A dedicated endpoint serves a single model on hardware reserved only for you, offering predictable latency and no [shared-fleet rate limits](/docs/serverless/rate-limits). They are highly configurable, allowing you to upload custom fine-tuned models, and configure autoscaling and decoding optimizations to match your workload.

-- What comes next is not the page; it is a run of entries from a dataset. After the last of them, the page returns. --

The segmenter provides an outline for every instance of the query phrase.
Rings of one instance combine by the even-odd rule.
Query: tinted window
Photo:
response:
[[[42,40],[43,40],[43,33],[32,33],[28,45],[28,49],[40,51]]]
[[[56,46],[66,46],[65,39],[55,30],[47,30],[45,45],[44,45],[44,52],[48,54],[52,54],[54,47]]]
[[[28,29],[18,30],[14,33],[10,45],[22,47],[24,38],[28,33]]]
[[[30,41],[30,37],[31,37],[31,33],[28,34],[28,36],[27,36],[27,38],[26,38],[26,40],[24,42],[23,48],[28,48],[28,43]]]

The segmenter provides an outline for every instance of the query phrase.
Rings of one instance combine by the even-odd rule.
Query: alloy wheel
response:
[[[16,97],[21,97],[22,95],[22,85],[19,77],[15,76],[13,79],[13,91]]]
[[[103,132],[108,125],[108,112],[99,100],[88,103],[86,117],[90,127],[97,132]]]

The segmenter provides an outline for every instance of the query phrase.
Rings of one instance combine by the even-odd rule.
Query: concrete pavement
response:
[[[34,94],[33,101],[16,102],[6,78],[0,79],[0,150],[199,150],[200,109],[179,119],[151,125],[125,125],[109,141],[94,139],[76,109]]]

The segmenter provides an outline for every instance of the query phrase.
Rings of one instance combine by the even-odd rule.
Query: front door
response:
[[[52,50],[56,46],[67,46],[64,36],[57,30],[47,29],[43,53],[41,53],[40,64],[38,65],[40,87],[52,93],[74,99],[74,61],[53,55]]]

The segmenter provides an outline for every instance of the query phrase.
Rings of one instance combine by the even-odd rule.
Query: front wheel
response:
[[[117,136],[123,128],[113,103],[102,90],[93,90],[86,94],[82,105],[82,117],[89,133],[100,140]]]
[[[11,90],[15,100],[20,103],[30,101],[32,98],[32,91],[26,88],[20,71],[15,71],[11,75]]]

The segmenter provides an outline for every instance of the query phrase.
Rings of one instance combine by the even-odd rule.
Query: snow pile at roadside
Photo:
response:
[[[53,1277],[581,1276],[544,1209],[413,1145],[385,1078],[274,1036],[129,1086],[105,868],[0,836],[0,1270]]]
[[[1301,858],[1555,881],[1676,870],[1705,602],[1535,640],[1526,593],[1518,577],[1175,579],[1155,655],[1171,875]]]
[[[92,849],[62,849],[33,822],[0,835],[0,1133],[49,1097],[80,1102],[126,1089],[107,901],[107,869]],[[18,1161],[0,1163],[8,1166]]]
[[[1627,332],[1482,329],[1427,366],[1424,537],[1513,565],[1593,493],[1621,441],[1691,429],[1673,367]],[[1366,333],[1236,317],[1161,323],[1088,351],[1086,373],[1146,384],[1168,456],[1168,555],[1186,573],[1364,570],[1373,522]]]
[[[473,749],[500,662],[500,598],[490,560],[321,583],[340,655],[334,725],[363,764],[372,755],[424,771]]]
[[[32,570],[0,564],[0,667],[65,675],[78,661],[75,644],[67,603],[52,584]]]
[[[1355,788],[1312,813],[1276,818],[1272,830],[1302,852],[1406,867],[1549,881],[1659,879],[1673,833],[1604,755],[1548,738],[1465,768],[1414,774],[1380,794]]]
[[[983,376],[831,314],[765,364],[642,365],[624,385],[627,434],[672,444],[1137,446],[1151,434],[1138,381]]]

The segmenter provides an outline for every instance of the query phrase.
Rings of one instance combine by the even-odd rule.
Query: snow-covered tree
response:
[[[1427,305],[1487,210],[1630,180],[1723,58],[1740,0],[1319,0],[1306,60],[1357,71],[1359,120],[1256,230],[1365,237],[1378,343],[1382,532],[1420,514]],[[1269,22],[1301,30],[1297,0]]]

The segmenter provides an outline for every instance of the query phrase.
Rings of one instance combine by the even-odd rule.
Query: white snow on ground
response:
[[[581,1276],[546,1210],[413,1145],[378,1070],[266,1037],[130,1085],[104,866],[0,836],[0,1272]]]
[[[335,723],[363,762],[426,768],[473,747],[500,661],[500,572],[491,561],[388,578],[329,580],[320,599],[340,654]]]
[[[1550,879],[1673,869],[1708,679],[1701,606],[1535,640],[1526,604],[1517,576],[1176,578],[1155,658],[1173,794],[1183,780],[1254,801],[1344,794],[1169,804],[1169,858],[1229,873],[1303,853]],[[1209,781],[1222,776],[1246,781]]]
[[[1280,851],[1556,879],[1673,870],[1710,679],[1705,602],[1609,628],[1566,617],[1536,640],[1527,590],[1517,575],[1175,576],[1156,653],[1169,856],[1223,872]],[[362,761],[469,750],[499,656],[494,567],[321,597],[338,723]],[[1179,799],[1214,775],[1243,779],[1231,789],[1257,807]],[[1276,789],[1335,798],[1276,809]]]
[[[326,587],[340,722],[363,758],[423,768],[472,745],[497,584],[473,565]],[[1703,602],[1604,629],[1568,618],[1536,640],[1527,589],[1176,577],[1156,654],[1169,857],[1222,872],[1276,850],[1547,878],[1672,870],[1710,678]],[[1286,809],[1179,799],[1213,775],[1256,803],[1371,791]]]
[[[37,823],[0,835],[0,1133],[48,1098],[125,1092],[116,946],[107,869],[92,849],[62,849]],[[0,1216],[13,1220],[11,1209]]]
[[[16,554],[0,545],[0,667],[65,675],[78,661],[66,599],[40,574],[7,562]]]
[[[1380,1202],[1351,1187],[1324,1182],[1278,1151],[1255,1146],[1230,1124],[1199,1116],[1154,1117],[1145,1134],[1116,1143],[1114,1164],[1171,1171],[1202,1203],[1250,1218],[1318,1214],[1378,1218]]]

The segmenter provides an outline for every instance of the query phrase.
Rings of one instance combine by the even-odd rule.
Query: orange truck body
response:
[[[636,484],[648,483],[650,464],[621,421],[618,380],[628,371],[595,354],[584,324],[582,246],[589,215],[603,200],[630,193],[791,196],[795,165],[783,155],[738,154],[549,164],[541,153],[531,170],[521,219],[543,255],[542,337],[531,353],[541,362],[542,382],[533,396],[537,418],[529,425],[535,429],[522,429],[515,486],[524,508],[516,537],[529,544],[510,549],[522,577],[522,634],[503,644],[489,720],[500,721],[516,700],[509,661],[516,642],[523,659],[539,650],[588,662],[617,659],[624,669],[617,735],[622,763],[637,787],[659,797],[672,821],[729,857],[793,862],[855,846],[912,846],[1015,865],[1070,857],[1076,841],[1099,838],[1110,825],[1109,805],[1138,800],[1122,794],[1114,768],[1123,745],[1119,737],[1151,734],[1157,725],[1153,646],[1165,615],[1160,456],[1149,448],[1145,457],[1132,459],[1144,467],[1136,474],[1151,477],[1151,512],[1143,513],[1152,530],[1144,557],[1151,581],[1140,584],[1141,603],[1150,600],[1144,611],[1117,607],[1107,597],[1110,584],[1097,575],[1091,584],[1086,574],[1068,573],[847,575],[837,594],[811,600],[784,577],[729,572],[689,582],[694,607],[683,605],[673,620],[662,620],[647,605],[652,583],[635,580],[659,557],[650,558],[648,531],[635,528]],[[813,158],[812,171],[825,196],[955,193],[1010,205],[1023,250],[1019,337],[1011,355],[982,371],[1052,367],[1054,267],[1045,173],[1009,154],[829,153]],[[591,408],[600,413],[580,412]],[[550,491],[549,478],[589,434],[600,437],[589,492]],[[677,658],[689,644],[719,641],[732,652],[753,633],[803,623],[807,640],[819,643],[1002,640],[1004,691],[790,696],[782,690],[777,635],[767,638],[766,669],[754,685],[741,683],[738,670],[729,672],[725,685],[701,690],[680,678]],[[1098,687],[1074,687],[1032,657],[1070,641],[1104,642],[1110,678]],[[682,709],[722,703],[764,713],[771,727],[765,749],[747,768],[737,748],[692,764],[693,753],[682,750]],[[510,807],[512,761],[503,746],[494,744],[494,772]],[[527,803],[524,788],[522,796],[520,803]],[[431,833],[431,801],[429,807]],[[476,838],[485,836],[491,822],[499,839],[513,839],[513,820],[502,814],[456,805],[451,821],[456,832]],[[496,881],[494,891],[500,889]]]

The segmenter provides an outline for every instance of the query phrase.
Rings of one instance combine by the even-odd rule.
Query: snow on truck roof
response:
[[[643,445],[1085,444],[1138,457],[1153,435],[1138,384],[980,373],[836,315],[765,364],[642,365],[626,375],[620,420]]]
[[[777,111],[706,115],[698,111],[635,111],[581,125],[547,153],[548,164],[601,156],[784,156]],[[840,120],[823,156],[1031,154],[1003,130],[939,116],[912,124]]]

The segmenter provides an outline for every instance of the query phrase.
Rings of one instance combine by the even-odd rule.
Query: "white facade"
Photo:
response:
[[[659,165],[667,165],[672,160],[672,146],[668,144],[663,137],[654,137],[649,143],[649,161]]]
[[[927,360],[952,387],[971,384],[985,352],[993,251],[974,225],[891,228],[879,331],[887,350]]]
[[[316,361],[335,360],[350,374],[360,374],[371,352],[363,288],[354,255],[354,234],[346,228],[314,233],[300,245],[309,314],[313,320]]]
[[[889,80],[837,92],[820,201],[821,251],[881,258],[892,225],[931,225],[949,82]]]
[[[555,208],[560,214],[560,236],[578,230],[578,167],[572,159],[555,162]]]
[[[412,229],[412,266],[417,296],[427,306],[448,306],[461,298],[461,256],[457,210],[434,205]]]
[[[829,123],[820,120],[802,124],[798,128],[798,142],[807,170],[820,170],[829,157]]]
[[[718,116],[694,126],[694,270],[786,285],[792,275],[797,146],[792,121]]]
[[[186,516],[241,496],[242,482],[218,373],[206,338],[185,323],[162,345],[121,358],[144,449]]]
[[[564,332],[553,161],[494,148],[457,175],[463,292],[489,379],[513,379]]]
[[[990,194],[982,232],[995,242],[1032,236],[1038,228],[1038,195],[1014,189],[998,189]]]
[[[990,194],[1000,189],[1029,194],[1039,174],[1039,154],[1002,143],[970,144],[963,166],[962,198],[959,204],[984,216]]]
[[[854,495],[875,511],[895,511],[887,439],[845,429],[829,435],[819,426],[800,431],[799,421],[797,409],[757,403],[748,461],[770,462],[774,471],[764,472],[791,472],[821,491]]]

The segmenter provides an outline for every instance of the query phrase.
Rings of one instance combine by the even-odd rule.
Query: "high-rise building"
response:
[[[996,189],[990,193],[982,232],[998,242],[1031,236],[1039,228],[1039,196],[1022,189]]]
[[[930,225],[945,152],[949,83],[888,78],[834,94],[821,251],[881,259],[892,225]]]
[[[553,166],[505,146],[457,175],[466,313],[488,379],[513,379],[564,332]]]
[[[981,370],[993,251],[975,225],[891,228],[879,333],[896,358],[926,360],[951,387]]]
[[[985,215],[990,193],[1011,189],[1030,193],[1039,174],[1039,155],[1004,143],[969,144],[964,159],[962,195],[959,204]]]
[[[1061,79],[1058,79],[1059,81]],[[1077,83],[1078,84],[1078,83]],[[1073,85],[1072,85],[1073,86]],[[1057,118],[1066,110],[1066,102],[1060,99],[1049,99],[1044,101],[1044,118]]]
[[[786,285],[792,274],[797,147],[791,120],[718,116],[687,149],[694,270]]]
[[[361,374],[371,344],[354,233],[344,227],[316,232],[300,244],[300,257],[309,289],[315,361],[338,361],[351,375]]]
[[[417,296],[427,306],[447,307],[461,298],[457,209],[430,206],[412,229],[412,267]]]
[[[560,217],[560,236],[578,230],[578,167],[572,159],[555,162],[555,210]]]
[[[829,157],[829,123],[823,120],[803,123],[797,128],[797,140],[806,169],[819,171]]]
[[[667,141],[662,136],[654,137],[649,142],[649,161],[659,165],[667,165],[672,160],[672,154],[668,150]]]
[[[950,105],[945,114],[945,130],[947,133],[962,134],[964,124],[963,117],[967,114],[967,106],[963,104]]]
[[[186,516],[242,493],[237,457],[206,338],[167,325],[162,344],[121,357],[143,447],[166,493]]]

Dedicated endpoints use the same [inference APIs](/docs/inference/overview#shared-inference-api) as [serverless models](/docs/serverless/models), allowing you to prototype with serverless, then switch to dedicated endpoints without changing your application code.

## Get started

<CardGroup cols={3}>
  <Card title="Quickstart" icon="rocket" href="/docs/dedicated-endpoints/quickstart">
    Deploy and call your first endpoint in 5 minutes.
  </Card>

  <Card title="Manage endpoints" icon="tool" href="/docs/dedicated-endpoints/manage">
    Create, start, stop, update, and delete via the UI or API.
  </Card>

  <Card title="Endpoint settings" icon="adjustments-horizontal" href="/docs/dedicated-endpoints/settings">
    Configure endpoint hardware, autoscaling, decoding, prompt caching.
  </Card>

  <Card title="Inference APIs" icon="code" href="/docs/inference/overview">
    Explore the API surface for chat, vision, audio, embeddings, and more.
  </Card>

  <Card title="Available models" icon="list" href="/docs/dedicated-endpoints/models">
    Browse Together-hosted models you can deploy on dedicated endpoints.
  </Card>

  <Card title="Upload a custom model" icon="upload" href="/docs/dedicated-endpoints/custom-models">
    Upload your own model weights.
  </Card>
</CardGroup>

## Pricing

Dedicated endpoints bill per-minute by hardware while the endpoint is running, regardless of your model or request volume.

| Hardware type | Cost/hour |
| ------------- | --------- |
| 1x H100 80GB  | \$3.99    |
| 1x H200 141GB | \$5.49    |
| 1x B200 180GB | \$9.95    |

Each running [replica](/docs/dedicated-endpoints/settings#replica-count) bills independently, and stop billing as soon as they are [scaled down](/docs/dedicated-endpoints/scaling).